Message To Beijing

By Martin C.M. Lee

The Washington Post

Sunday, July 27, 2003

 

HONG KONG -- This month's momentous events in Hong Kong sent a stark message to Beijing:

 

The only thing more dangerous than democracy in Hong Kong is a continuation of its autocratic government.

 

The half-million well-educated, sophisticated citizens who marched in defense of civil liberties on July 1 forced the Beijing-appointed chief executive, Tung Chee-hwa, to call off a vote he would have lost in the legislature.

 

Then three of Tung's top officials resigned, including the security chief who had led the campaign to force through the "anti-subversion" law that threatened to roll back the fundamental freedoms distinguishing Hong Kong from China.

 

Realizing that they had been fed bad information by Tung and their own apparatchiks, who predicted that opposition to mainland-type treason laws would soon pass, Chinese leaders sent a team of officials from security and intelligence agencies to Hong Kong to find out what happened.

 

As a popularly elected representative of Hong Kong people, I and my fellow democrats could have saved them the airfare.

 

This may be hard for leaders in Beijing to understand, but I would encourage them to be reassured by our successful public protests.

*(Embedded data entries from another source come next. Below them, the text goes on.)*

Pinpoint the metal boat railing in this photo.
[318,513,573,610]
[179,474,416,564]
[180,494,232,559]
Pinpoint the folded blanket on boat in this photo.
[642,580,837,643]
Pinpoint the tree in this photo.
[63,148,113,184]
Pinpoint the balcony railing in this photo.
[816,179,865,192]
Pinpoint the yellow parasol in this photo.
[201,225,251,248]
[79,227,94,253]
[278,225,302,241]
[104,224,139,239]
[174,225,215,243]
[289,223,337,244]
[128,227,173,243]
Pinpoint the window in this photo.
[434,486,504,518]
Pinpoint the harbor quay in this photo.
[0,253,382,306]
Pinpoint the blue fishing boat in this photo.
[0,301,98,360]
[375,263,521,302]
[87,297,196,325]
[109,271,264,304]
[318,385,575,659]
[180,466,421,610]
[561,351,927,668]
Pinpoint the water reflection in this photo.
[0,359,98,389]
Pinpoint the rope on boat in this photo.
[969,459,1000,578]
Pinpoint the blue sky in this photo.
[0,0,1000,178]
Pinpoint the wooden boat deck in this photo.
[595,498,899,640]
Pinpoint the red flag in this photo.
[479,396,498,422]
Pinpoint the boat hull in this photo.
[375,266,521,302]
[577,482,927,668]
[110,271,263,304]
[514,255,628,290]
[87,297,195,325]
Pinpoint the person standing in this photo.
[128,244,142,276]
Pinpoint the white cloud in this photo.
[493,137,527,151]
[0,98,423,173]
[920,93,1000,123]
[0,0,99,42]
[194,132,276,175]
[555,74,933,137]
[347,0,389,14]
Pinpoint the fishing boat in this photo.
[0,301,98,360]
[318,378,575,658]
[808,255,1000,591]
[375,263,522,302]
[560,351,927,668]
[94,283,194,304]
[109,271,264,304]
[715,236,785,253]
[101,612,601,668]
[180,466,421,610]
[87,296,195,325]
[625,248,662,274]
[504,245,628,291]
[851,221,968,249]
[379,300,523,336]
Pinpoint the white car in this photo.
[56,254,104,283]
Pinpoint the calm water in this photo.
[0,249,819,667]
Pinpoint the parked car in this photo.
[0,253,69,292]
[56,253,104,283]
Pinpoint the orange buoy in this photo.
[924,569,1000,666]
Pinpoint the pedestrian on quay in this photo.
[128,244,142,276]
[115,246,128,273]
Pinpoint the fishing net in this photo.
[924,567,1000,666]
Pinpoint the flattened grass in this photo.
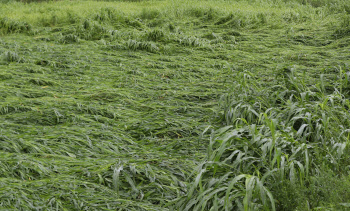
[0,0,350,210]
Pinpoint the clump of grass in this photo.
[2,51,24,63]
[146,29,165,41]
[177,68,350,210]
[140,8,161,20]
[59,34,79,44]
[333,15,350,38]
[0,17,32,34]
[125,40,159,53]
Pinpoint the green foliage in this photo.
[0,0,350,210]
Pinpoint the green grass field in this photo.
[0,0,350,211]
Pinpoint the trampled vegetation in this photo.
[0,0,350,210]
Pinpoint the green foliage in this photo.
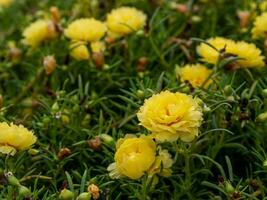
[0,0,267,200]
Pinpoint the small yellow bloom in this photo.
[197,37,265,68]
[252,12,267,39]
[0,0,13,7]
[0,122,37,155]
[229,41,265,68]
[107,7,147,38]
[259,0,267,12]
[137,91,202,142]
[91,41,106,53]
[70,42,90,60]
[23,20,57,47]
[65,18,107,42]
[177,64,212,88]
[108,136,156,179]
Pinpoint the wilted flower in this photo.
[107,7,146,38]
[177,64,212,88]
[23,20,57,47]
[252,12,267,39]
[137,91,202,142]
[197,37,265,68]
[65,18,107,42]
[0,122,37,155]
[108,136,156,179]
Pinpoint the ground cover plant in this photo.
[0,0,267,200]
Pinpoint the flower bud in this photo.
[237,10,250,28]
[57,148,71,160]
[256,112,267,122]
[77,192,91,200]
[225,181,235,194]
[50,6,60,23]
[223,85,233,96]
[43,56,57,75]
[137,57,149,72]
[28,149,39,156]
[174,3,189,14]
[136,90,145,99]
[87,184,100,199]
[19,185,31,198]
[88,136,102,151]
[99,134,115,144]
[61,114,70,124]
[59,188,74,200]
[5,172,20,186]
[8,46,22,63]
[0,94,4,109]
[262,89,267,98]
[51,102,59,112]
[92,52,105,69]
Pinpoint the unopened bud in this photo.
[137,57,149,72]
[223,85,233,96]
[262,89,267,98]
[19,185,31,198]
[256,112,267,122]
[9,46,22,62]
[28,149,39,156]
[88,136,102,151]
[61,114,70,124]
[50,6,60,23]
[57,148,71,160]
[136,90,145,99]
[77,192,91,200]
[51,102,59,112]
[99,134,115,144]
[88,184,100,199]
[47,21,57,38]
[43,56,57,75]
[237,11,250,28]
[92,52,105,69]
[59,188,74,200]
[175,3,189,14]
[225,181,235,194]
[5,172,20,186]
[0,94,4,109]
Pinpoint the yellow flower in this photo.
[23,20,57,47]
[197,37,265,68]
[177,64,212,88]
[197,37,235,64]
[0,122,37,155]
[91,41,106,53]
[107,7,146,37]
[65,18,106,42]
[229,41,265,68]
[70,42,90,60]
[0,0,13,7]
[252,12,267,39]
[108,136,156,179]
[137,91,202,142]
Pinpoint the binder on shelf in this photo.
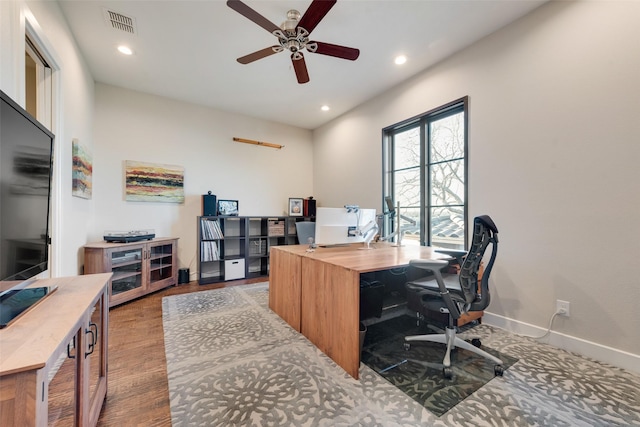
[200,240,220,262]
[200,218,224,240]
[302,197,316,216]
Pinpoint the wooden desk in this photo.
[0,273,111,426]
[269,243,450,379]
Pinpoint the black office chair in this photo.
[405,215,504,378]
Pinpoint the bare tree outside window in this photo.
[384,101,467,249]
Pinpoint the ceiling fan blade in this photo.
[227,0,281,34]
[307,42,360,61]
[291,52,309,84]
[237,46,283,64]
[298,0,337,33]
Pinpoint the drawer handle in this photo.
[84,322,98,359]
[67,335,76,359]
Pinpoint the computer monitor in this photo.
[315,207,376,246]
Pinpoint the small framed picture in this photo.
[218,200,238,216]
[289,197,302,216]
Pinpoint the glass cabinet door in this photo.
[149,243,174,284]
[111,247,143,296]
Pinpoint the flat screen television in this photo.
[0,91,55,295]
[315,208,376,246]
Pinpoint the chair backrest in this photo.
[460,215,498,311]
[296,221,316,245]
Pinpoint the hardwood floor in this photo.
[93,277,268,427]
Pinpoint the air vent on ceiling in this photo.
[103,9,138,34]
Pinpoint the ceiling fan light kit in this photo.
[227,0,360,84]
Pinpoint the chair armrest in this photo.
[409,259,449,272]
[435,249,467,265]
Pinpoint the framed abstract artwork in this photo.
[124,160,184,203]
[71,138,93,199]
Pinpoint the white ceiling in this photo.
[58,0,545,129]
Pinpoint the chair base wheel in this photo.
[442,366,453,380]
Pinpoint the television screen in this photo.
[0,91,54,292]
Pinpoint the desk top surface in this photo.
[0,273,111,376]
[271,242,451,273]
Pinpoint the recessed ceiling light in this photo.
[394,55,407,65]
[118,45,133,55]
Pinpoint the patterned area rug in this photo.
[362,316,517,416]
[162,284,640,427]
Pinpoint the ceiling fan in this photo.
[227,0,360,84]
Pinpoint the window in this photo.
[383,97,468,249]
[24,37,53,130]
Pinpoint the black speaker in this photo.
[202,191,217,216]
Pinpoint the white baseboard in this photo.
[482,311,640,373]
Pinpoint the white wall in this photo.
[0,0,94,276]
[313,2,640,370]
[94,84,313,279]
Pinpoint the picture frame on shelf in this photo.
[218,200,238,216]
[289,197,303,216]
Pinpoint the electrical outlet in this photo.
[556,300,571,317]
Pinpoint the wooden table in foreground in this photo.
[0,273,111,427]
[269,243,450,379]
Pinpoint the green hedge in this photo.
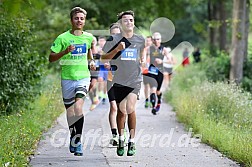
[0,15,45,115]
[167,65,252,166]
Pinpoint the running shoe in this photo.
[116,140,124,156]
[69,138,76,153]
[110,136,118,146]
[127,142,136,156]
[74,142,83,156]
[144,101,149,108]
[155,103,161,112]
[151,108,157,115]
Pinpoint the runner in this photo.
[89,37,101,111]
[144,32,166,115]
[107,23,120,146]
[102,11,144,156]
[49,7,95,156]
[142,36,152,108]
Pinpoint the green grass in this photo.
[167,66,252,166]
[0,76,64,166]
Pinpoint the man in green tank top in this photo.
[49,7,95,156]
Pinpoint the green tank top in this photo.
[51,30,93,80]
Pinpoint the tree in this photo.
[229,0,249,84]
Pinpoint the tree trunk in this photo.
[218,0,227,51]
[244,0,250,62]
[208,0,215,55]
[229,0,248,84]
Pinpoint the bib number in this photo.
[71,44,87,56]
[121,48,137,61]
[148,66,158,75]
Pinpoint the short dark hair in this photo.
[117,10,135,20]
[70,7,87,20]
[109,23,119,30]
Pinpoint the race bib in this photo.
[121,48,137,61]
[148,66,158,75]
[71,44,87,56]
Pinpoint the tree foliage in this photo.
[0,16,44,114]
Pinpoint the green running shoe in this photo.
[116,140,124,156]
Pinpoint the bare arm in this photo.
[101,42,125,62]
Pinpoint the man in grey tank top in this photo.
[102,11,145,156]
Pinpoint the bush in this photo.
[201,51,230,82]
[168,66,252,166]
[0,15,44,115]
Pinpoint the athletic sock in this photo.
[74,115,84,144]
[111,129,117,136]
[150,93,156,107]
[157,93,162,104]
[67,116,76,138]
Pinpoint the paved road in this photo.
[30,88,239,167]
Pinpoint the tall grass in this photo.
[0,76,63,166]
[167,66,252,166]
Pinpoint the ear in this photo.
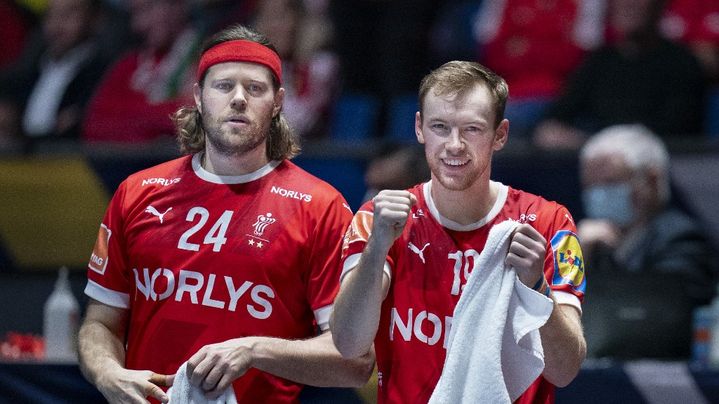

They have nothing to fear from our cause, which focuses not on independence but on protecting Hong Kong's free way of life.

 

Hong Kong people had to march in such numbers because we do not yet have the democratic, representative system of government we deserve.

 

We in essence echoed the words of former Chinese leader Deng Xiaoping,who designed the "one country, two systems" policy to guarantee Hong Kong's unique freedoms for at least 50 years. "With a good system, even evil men cannot do evil," Deng said. "Without a good system, even good men cannot do good, but may be forced to do evil." As Deng reminds us, while Tung has many faults, he is also the product of an unaccountable system. He was not elected. He was handpicked by Beijing. Ministers appointed by Beijing on the sole recommendation of Tung were also accountable only to Tung.

 

There is only one solution to Hong Kong's crisis of confidence. Beijing must recognize the political maturity of the people of Hong Kong and move urgently to create the legitimacy Tung has never had. After multiple mass protests, Tung postponed passage of the subversion law until after a further "public-consultation exercise." Hong Kong's constitution, the Basic Law, allows direct election of the chief executive by 2007 and direct election of the full legislature by 2008.

 

Yet this is the one public consultation Tung has consistently blocked:to ask Hong Kong people whether they want to choose their own leaders in free and fair elections.

 

A constitutional convention to confirm Hong Kong people's aspirations for democracy and allow for a truly democratic government is a necessary next step. With our inheritance from Britain of the rule of law, individual freedoms and tolerance for political differences, there is no society better prepared for and more deserving of democracy. And, as the world saw when our population took to the streets, there can no longer be any doubt about how strongly Hong Kong people value their liberties and desire a system that can protect them.

 

Beijing's new leaders have affirmed a commitment to a market economy, which Hong Kong has long had. If Beijing can likewise embrace an accountable, democratic government for Hong Kong, it may find a promising precedent for other parts of China.

 

Let me offer mainland officials a final thought: Hong Kong's people are by nature both conservative and optimistic. Conservative in the sense that we value stability and have simply assumed that better lives could be built away from the turmoil of China in civil war or, later, under communism.

 

Today we are equally confident that democracy here will bring both stability and good government.

 

This combination of modest aspirations and optimism also means that Hong Kong people are prepared to give the new leadership in China the benefit of the doubt. We blame the pre-emptively kowtowing Tung government for misleading China on the true views of Hong Kong.

 

We would now welcome the chance to show how democracy in Hong Kong will avoid the very instability that Beijing most fears.

 

The writer is a democratically elected legislator and the founding chairman of the Democratic Party of Hong Kong.